F1 – Hamilton-Rosberg: le prime scintille sono in conferenza stampa

Hamilton-Rosberg: le prime scintille sono in conferenza stampa

Lewis recrimina sul cambio di alcuni meccanici passati dall’altra parte del box e sulle rotture, mentre Nico ha provato ad essere più equilibrato nel testa a testa voluto dalla FIA che si è tenuto oggi ad Abu Dhabi.

Il testa a testa tra Nico Rosberg e Lewis Hamilton, tenutosi oggi ad Abu Dhabi, ha ricordato il classico confronto politico in campagna elettorale. Affiancati, senza altri avversari a fare da contorno, come voluto dalla FIA che ha riservato loro uno spazio dedicato dopo la tradizionale conferenza stampa del giovedì. Maglietta bianca per Nico, nera per Lewis. Due microfoni e qualche centimetro di distanza che è sembrato essere uno spazio invalicabile.

Per quanto il “politically correct” in Formula 1 sia sempre più di casa, a tre giorni dal verdetto finale del Mondiale 2016 qualche scintilla è scoccata. Il verdetto del microfono è sembrato quello della pista: Rosberg più controllato, senza sbavature, Hamilton già in qualifica. E Lewis, apparso poco incline a voler riconoscere la grande stagione del compagno di squadra, qualche frecciata è scappata.
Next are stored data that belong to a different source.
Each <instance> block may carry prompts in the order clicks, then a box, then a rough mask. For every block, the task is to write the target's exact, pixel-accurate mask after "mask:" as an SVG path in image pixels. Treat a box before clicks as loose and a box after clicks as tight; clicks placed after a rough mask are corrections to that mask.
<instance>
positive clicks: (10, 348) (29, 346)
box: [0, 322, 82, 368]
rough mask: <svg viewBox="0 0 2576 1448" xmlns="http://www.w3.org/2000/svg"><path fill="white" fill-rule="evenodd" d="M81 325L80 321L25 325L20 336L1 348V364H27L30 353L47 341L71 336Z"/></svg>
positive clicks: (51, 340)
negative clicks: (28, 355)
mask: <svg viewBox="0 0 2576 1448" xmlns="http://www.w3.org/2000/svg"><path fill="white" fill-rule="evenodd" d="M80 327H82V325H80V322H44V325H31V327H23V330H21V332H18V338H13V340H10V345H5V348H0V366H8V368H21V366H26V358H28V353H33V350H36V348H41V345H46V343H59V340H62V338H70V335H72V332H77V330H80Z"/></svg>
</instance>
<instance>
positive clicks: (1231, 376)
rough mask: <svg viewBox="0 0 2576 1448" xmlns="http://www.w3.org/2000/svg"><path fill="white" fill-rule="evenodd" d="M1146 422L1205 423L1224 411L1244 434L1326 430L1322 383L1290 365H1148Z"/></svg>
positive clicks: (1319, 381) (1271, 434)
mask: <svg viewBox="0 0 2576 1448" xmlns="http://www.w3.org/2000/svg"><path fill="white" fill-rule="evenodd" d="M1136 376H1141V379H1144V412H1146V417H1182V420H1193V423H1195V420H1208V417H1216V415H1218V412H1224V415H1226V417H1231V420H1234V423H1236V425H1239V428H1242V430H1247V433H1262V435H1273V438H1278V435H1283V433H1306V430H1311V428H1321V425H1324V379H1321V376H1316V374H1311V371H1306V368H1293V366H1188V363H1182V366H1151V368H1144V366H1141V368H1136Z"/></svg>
Ad iniziare dalla discussa storia sul cambio dei meccanici (cinque persone) avvenuto ad inizio stagione. Secondo Rosberg una normale rotazione per ovviare ad una separazione che si era consolidata nel box Mercedes, per Hamilton tutt’altra storia: “Cosa ne penso? Tra dieci anni, quando scriverò un libro, leggerete il mio punto di vista su questa vicenda, vi spiegherò cosa è accaduto e credo che sarà interessante da leggere”.

Lewis, come era facile prevedere, non ha mancato di sottolineare come la sua posizione in classifica sia figlia anche dei guasti meccanici che lo hanno più volte colpito nel corso del Mondiale: “Sul fronte affidabilità sono stato sfortunato, visto che la Mercedes motorizza molte macchine ma i problemi ad un certo punto sembravano colpire solo la mia monoposto”.

“Ma proprio queste situazioni mi hanno rafforzato – ha proseguito Lewis – riuscendo a trasformare vicende negative in positive. Ad un certo punto ero a 33 punti di distanza da Nico, ed era difficile tornare in lotta per il campionato. Invece sono ancora qui”. Rosberg (per l’ultima volta) ha proposto il piatto della casa: “Non voglio pensare a nulla che non sia questo weekend, non ha senso oggi ipotizzare cosa potrà essere il bilancio di questa stagione”.

Ed anche Hamilton, in caso di verdetto negativo, ha confermato che si guarderà indietro. “Non voglio pensare alle partenze andate male – ha spiegato – una stagione è lunga e accadono tante cose. Singapore non è stato un buon weekend, a Baku sono stato tradito da una regolazione della power unit, ma non ha senso pensare a cosa è accaduto”.

Infine a Rosberg ed Hamilton è stato chiesto un giudizio reciproco, iniziando dal loro lungo percorso nelle vesti di compagni di squadra iniziato nei kart. “Quando eravamo ragazzini il nostro rapporto era molto buono – ha confermato Lewis – facevamo tante cose da ragazzi, come è giusto che sia. Con il tempo ovviamente si cambia, e Nico oggi è molto più concentrato su se stesso. Ma nell’ultimo anno credo che siamo riusciti a gestire il nostro rapporto molto bene, ed in generale è stato un piacere averlo come compagno di squadra”. Stessa linea per Rosberg: “Ci sono stati dei momento difficili, ma non è mai mancato il rispetto molto, sia come pilota che come uomo”.

E’ mancata la stretta di mano, a piacere dei fotografi, ma era chiedere troppo. Forse arriverà domenica sera, se entrambi saliranno sul podio in notturna di Abu Dhabi. Alla vigilia del weekend del verdetto finale, appare certo già un responso: Rosberg sa di essere davanti all’impresa della vita, Hamilton non si capacita di come possa prefigurarsi una sconfitta in cuor suo inaccettabile. In fondo la differenza sta tutta li. Rosberg vede come un’impresa riuscire a battere Hamilton, per Lewis essere davanti a Nico è poco più del minimo sindacale.